See RoBSA() for more details.

Value

update.RoBSA returns an object of class 'RoBSA'.

See Also

RoBSA(), summary.RoBSA(), prior(), check_setup()


Weibull AFT parametric family.

Description

(log) density, hazard, and survival functions for AFT Weibull parametric family.

Usage

weibull_aft_log_density(t, eta, shape)

weibull_aft_log_hazard(t, eta, shape)

weibull_aft_log_survival(t, eta, shape)

weibull_aft_density(t, eta, shape)

weibull_aft_hazard(t, eta, shape)

weibull_aft_survival(t, eta, shape)

weibull_aft_mean(eta, shape)

weibull_aft_sd(eta, shape)

weibull_aft_r(n, eta, shape)

weibull_aft_q(p, eta, shape)

weibull_aft_p(q, eta, shape)

Arguments

t

vector of survival times

eta

linear predictor

shape

auxiliary parameter

n

number of observations

p

vector of probabilities

q

vector of quantiles

Value

weibull_aft_density, weibull_aft_hazard, and weibull_aft_survival return the density, hazard, and survival of the specified survival distribution.

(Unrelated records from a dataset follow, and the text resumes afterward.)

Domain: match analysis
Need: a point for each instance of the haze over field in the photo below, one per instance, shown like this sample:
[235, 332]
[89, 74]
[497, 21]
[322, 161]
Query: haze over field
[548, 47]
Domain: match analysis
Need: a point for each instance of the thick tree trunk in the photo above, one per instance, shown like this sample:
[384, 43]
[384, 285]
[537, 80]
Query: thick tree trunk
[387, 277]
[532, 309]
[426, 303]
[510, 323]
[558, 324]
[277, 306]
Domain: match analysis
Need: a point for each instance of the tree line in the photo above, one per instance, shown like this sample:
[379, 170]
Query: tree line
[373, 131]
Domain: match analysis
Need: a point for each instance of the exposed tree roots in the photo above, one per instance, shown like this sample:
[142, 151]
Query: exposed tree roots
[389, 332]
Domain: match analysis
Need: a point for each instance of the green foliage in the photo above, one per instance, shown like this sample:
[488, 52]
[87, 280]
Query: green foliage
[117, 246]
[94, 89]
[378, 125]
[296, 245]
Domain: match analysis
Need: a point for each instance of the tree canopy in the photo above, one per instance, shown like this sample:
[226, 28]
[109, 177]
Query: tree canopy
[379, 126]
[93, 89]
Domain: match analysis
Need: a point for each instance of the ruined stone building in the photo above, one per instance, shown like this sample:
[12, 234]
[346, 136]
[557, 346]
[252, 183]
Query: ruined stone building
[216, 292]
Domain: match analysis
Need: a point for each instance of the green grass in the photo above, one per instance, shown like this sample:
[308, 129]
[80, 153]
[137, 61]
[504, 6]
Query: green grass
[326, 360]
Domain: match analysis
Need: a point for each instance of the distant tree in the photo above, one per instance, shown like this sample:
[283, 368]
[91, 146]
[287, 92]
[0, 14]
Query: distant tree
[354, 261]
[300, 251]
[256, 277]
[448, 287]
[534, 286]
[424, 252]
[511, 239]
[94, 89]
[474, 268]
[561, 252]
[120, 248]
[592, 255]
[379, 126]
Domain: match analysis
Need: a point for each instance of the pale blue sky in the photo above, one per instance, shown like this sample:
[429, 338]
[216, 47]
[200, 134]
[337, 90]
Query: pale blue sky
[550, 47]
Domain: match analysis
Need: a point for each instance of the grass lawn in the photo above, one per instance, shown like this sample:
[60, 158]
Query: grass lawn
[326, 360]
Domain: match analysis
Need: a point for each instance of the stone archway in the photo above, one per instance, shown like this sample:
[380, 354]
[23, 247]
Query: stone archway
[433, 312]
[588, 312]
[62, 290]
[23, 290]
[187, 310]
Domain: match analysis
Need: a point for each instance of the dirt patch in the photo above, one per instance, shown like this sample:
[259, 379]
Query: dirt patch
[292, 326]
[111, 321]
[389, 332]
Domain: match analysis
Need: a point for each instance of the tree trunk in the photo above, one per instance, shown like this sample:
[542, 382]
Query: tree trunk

The weibull_aft_log_density, weibull_aft_log_hazard, weibull_aft_log_survival return log of the corresponding qualities. weibull_aft_mean and weibull_aft_sd return the mean and standard deviation of the specified survival distribution. weibull_aft_r, weibull_aft_q, and weibull_aft_p return a random generation, quantiles, and cumulative probabilities of the specified survival distribution.